A cet élément relatif au roman familial, il nous faut ajouter l’abandon vécu par l’enfant. Dans notre culture où l’adoption s’inscrit, non pas dans une circulation des enfants, mais dans une rupture de filiation, l’enfant est abandonné avant d’être adopté. Cet abandon peut être vécu par l’enfant comme une véritable blessure. Cette blessure peut d’abord avoir un effet sur la construction et l’organisation de sa vie psychique. La qualité des premières relations structurantes entre l’enfant et sa mère ou entourage maternant peut s’avérer avoir été déficitaire. Nous mettons l’accent sur l’inscription manquante de l’enfant dans une filiation qui ne parvient pas à se construire, sur le déficit également d’identifications précoces, d’étayage maternel, de ‘’contrat narcissique’’ anticipé par les parents avant même la conception de l’enfant, sur le déficit encore de l’ensemble des fonctions de holding, handing permettant à l’enfant de structurer son psychisme. A cela, s’ajoute l’abandon dont l’enfant pourra se sentir responsable lui-même, culpabilisé de n’avoir pas été assez bon et digne d’être aimé pour être gardé par ses premiers parents ; il pourra en rendre responsables ses parents d’adoption qui alors l’auraient volé à ses géniteurs.

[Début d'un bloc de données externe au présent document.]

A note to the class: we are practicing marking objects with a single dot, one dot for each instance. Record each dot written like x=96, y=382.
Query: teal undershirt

Le troisième élément que nous souhaitons mettre en lumière est celui relatif à la manière dont ont été construits et vécus par lui l’abandon et l’adoption. Nous savons la violence des séparations et des rencontres non préparées, ce que M. BERGER nomme «l’aspect traumatique de l’adoption » 9 . Enfin, le quatrième point est celui relatif au réel du corps, à la filiation biologique. Le corps est de chair ; il est la permanence dans le temps et ce qui fait que je suis au monde. Il assure la « mêmeté » 10 du soi, nous dit. P. RICOEUR, comme si le fait de connaître ceux qui ont donné le corps réassurait l’identité de celui qui cherche. Cette dimension physique de la filiation est également importante dans son contenu imaginaire, et dans ce qu’elle induit comme fantasme d’identité spéculaire et de totalité fusionnelle. Cette fantasmatique corporelle établit une distinction forte entre l’enfant adopté et l’enfant qui ne l’a pas été, donnant un éclairage particulier au roman familial, puisque les parents d’origine, imaginés, ont un corps de chair que l’enfant pourra peut-être un jour rencontrer. Cette notion de ‘’corporéité’’ prend alors une dimension paradoxale pour les parents adoptants. Cette histoire de corps, de filiation biologique, d’enfant par le sang, participe, dans la littérature populaire de l’adoption, d’une forme de ‘’des-estimation’’, presque disqualification. La notion de ‘’deuil de l’enfant biologique’’ est passée dans le vocabulaire des adoptants, et de certains professionnels comme le ‘’sésame ouvre-toi’’ de la disponibilité nécessaire à l’obtention de l’agrément et à la réussite de l’adoption. Cela peut être effectivement un indicateur si nous comprenons bien quel sens a le biologique comme garantissant imaginairement la reproduction du même. Ainsi, les adoptants après avoir plus ou moins renoncé et relativisé cette dimension de la filiation doivent la re-qualifier comme élément majeur quand leur enfant demandera peut-être à savoir qui les a mis au monde. Leur capacité à répondre à la demande de leur enfant sera vraisemblablement en rapport avec leur propre disponibilité à se dégager eux-mêmes du besoin de reproduction du même, tout en reconnaissant et acceptant que ce besoin existe chez leurs enfants, besoin ravivé par la perte des repères originaires et l’abandon.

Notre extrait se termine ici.